You will have to do the same thing for the Oracle home. Once patched, you can then create a database. For now, and because of the extensity of this already post already, I would say use dbca. Before you create the database, you should run NETCA and setup your listeners on both nodes. This will then setup the correct local_listeners and remote_listeners values in your DB parameters as well as your TNSNAMES.ORA file and LISTENER.ORA file.


When you setup ASM using DBCA, you will need to use a pfile and not an spfile. Use the default location. It will then create it in your admin/+ASM/pfile directory but it also creates it in your $ORACLE_HOME/dbs directory. The dbs directory is where you will want to make changes to your files later. When I setup the ASM and discovered the disks, I chose external redundancy because the SAN has it built in with RAID 5 or RAID 10. It will also ask you for an admin password. Remember this because if you use Grid Control, you will need to know that password to monitor your ASM disks. If you forget it, you will need to create a new password file. Also, if you use the default of +ASM then the instance on the first node will be +ASM1 and on the second will be +ASM2. You can only log into ASM as sysdba. It is not a database, just an instance with some data dictionary views. Also, when I built my diskgroups, I made my flash recovery area bigger than my database. I multiplex my redo logs and control files here. You canalso decide if you want to multiplex your archive logs between them. I send my RMAN backups uncompressed to DG2 as well. You can see why this has to be bigger than the diskgroup I use for the DB. You can use lower tier storage here than you do for the database. Work with your SAN guys in setting that up.

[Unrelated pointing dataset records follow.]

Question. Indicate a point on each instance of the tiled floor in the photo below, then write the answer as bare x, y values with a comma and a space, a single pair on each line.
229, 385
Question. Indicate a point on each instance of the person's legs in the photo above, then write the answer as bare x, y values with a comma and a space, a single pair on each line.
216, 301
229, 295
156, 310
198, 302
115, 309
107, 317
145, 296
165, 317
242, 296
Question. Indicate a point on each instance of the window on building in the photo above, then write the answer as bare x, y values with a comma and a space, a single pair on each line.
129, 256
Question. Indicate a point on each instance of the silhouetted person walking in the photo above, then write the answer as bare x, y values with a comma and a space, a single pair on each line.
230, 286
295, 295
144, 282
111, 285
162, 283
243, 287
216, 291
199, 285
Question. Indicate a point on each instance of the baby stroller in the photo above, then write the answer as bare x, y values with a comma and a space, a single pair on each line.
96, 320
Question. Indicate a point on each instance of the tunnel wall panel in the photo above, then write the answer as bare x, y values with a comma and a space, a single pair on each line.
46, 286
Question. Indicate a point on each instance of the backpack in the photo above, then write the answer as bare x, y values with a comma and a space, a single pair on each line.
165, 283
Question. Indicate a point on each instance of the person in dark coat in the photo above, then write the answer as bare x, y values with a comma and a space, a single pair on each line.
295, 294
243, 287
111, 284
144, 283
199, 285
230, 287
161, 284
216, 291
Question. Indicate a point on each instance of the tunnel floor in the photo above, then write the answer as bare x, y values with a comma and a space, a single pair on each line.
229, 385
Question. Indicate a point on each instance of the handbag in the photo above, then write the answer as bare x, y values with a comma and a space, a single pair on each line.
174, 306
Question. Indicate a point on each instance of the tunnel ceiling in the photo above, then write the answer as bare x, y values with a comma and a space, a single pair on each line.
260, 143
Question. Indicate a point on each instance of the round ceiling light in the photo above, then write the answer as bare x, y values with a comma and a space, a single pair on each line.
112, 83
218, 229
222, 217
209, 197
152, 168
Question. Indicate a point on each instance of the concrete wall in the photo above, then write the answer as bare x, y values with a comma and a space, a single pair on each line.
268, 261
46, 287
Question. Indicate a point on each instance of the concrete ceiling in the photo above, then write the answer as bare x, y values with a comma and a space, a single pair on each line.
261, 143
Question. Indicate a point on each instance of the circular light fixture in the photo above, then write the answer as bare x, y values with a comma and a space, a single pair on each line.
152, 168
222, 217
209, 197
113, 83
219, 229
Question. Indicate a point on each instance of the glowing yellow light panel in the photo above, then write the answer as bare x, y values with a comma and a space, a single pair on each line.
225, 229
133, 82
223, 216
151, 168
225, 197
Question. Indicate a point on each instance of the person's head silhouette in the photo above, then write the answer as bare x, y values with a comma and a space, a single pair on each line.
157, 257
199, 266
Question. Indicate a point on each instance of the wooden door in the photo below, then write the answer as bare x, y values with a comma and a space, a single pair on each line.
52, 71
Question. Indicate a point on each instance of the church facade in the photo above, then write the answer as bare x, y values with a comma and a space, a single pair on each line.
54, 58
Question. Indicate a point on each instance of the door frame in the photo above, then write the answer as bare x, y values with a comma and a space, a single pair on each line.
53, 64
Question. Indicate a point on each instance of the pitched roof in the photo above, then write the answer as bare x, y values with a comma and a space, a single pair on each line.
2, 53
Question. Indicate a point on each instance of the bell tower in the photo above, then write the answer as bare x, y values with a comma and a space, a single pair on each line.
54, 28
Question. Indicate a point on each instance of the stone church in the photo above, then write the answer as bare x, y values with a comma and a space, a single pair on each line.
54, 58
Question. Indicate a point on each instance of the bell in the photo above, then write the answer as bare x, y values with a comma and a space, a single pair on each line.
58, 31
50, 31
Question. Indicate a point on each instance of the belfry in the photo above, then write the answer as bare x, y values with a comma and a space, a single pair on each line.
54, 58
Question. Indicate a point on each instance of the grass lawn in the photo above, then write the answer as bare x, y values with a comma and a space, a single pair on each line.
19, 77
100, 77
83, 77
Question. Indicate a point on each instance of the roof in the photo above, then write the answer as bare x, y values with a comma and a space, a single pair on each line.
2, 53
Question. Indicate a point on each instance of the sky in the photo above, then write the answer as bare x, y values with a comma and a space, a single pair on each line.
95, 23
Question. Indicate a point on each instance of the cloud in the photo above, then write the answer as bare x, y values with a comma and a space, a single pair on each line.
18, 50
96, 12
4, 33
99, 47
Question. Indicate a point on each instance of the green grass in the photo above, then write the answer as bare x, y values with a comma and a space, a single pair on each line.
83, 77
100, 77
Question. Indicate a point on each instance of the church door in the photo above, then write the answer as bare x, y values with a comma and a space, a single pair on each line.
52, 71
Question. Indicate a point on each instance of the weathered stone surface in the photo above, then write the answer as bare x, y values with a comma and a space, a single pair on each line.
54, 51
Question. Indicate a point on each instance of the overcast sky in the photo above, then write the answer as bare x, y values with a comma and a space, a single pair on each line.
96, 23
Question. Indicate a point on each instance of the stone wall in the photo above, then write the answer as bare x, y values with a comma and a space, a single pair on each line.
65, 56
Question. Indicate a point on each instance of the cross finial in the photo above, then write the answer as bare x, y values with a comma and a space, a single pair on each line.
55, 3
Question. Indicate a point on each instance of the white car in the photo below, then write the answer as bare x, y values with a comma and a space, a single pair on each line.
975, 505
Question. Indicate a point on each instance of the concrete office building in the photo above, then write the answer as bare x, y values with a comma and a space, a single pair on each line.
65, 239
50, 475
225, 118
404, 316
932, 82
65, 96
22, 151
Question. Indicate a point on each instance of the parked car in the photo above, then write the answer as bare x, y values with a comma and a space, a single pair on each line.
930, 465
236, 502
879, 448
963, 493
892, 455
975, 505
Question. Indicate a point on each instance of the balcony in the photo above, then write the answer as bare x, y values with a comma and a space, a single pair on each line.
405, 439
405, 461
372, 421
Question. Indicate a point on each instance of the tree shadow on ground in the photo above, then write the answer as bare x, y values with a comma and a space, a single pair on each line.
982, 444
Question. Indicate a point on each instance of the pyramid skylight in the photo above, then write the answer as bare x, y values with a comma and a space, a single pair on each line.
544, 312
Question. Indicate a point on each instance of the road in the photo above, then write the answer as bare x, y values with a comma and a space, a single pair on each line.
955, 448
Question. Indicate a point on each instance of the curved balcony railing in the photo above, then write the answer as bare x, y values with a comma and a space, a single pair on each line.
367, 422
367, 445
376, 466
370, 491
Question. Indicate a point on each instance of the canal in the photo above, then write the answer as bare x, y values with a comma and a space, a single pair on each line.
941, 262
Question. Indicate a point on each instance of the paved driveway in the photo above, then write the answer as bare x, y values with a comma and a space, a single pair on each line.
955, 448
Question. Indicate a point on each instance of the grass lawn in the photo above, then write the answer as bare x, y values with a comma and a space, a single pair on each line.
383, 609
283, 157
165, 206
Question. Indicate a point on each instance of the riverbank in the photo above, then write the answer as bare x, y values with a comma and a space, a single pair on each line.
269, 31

When you create the database and have it use ASM you can select the diskgroups you want to use. In my case, I chose both. I named them DG1 and DG2. When I turned on archiving, I used DG2. For the multiplexing of redo logs I used +DG1 and +DG2. That is all I selected. For the Flash Recovery Area, I used +DG2. When I got into my redo logs, you will notice there is 4 by default. There is 2 for the first node and 2 for each additional node. If you look at them you will see the thread numbers are different. I went ahead and created a 5th and 6th group. 5th was thread 1 and 6th was thread 2. This gives me 3 redo logs for each node. When they archive, they will not overwrite eachother. I also made my redo logs 100MB in size. Oracle makes them way too small for my liking. If I can reduce the number of log switches, then I can reduce some overhead. When you are done, it will create your database on both nodes. After it finishes you can issue the crs_stat -t command again and you will see your services are started. You can also create other RAC databases doing the same thing.


A gotcha that I ran into was the load balancing. The parameter remote_listener is set to point to a tnsname in your tnsnames.ora. Whatever the host is, is what it will return when it tries to load balance. If it is not in DNS, then when it returns the connect string to go to the other node your local machine will not resolve it. You could make an entry in your etc/hosts file or you could just hardcode the VIP address and then it will always resolve. Up to you.